Solely for the purposes of the product governance requirements contained within: (a) EU Directive 2014/65/EU on markets in financial instruments, as amended (“MiFID II”); (b) Articles 9 and 10 of Commission Delegated Directive (EU) 2017/593 supplementing MiFID II; and (c) local implementing measures (together, the “MiFID II Product Governance Requirements”), and disclaiming all and any liability, whether arising in tort, contract or otherwise, which any “manufacturer” (for the purposes of the MiFID II Product Governance Requirements) may otherwise have with respect thereto, the shares in Bavarian Nordic A/S have been subject to a product approval process, which has determined that such shares are: (i) compatible with an end target market of retail investors and investors who meet the criteria of professional clients and eligible counterparties, each as defined in MiFID II; and (ii) eligible for distribution through all distribution channels as are permitted by MiFID II (the “Target Market Assessment”). Notwithstanding the Target Market Assessment, Distributors should note that: the price of the shares in Bavarian Nordic A/S may decline and investors could lose all or part of their investment; the shares in Bavarian Nordic A/S offer no guaranteed income and no capital protection; and an investment in the shares in Bavarian Nordic A/S is compatible only with investors who do not need a guaranteed income or capital protection, who (either alone or in conjunction with an appropriate financial or other adviser) are capable of evaluating the merits and risks of such an investment and who have sufficient resources to be able to bear any losses that may result therefrom. The Target Market Assessment is without prejudice to the requirements of any contractual, legal or regulatory selling restrictions in relation to the contemplated share issue. Furthermore, it is noted that, notwithstanding the Target Market Assessment, Danske Bank A/S, Jefferies International Limited, Jefferies GmbH and Nordea Danmark, filial af Nordea Bank Abp, Finland will only procure investors who meet the criteria of professional clients and eligible counterparties.

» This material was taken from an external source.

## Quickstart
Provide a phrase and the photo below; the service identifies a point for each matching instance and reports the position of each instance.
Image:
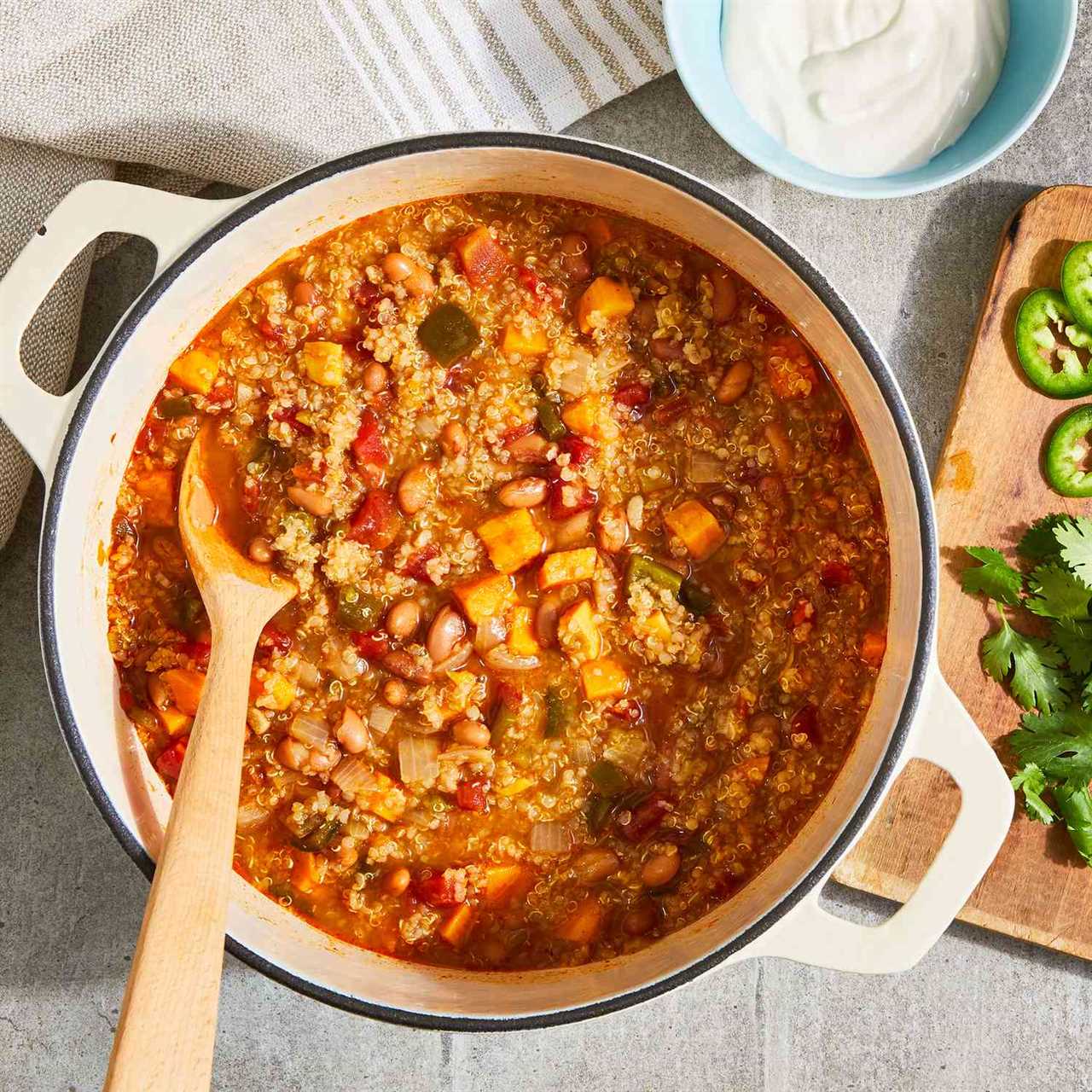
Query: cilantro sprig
(1049, 677)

For the avoidance of doubt, the Target Market Assessment does not constitute: (a) an assessment of suitability or appropriateness for the purposes of MiFID II; or (b) a recommendation to any investor or group of investors to invest in, or purchase, or take any other action whatsoever with respect to the shares in Bavarian Nordic A/S Each distributor is responsible for undertaking its own target market assessment in respect of the shares in Bavarian Nordic A/S and determining appropriate distribution channels.